In this post i am going to tackle one of the basic use case, finding all the physical paths between two virtual machines in our data center, mainly including the physical devices connecting the two hosts these virtual machines reside in (the case of two virtual machines in the same host is easy).
First, why i say all paths ? because in a common deployment today there is always load balancing and multi pathing on the way, usually with dynamic protocols that enable traffic to traverse in all possible paths, meaning we need to find all these paths. We will soon see that this makes our task more challenging.
Secondly, why being able to find the physical path between two VM’s is important? because when things go wrong we need to do root cause analysis and correlate the possible network deficiencies/outage in the VM to the physical devices that might cause it (of course there are many other reasons for it)
Doing this correlation is a lot more complex in virtualized environments with overlays and tunnels, where the user usually experience the problem in the logical network where in fact in many cases its in the physical network.

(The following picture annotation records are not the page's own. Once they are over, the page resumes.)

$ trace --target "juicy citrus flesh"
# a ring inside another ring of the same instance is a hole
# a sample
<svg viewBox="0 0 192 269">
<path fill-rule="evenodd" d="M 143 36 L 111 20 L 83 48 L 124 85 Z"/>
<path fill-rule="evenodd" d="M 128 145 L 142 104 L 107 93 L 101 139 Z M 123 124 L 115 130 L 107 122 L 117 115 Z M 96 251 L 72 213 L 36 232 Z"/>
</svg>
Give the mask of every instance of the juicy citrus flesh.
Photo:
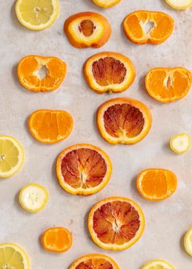
<svg viewBox="0 0 192 269">
<path fill-rule="evenodd" d="M 46 69 L 40 78 L 41 69 Z M 21 84 L 34 92 L 54 91 L 63 81 L 67 72 L 65 62 L 56 57 L 29 55 L 23 58 L 18 65 L 18 77 Z"/>
<path fill-rule="evenodd" d="M 64 110 L 40 110 L 29 119 L 29 130 L 38 141 L 53 143 L 65 139 L 71 132 L 73 117 Z"/>
<path fill-rule="evenodd" d="M 168 198 L 175 192 L 177 178 L 169 170 L 149 169 L 139 174 L 136 187 L 145 199 L 159 201 Z"/>
</svg>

One example of a problem that happens many times is MTU misconfiguration in the physical devices (MTU needs to be increased from the default 1500 when using overlays like VXLAN). Knowing the path between two VM’s that stopped communicating can help us pin point, by following the traffic, where exactly the misconfiguration is.
One could argue, that we can potentially achieve this, if all the possible devices we can put in our data center, are connected to the controller and expose all the needed API’s between them to find the device neighbours.
Rather its feasible or not in real production with multi vendor devices, is a question for the future, but it certainly not a reality in many of today’s solutions and deployments (for example VMware NSX which is currently still agnostic to the physical switches/routers, although efforts are made for some synchronization between physical devices and the controller, but nothing related to topology discovery at least as much as i know..)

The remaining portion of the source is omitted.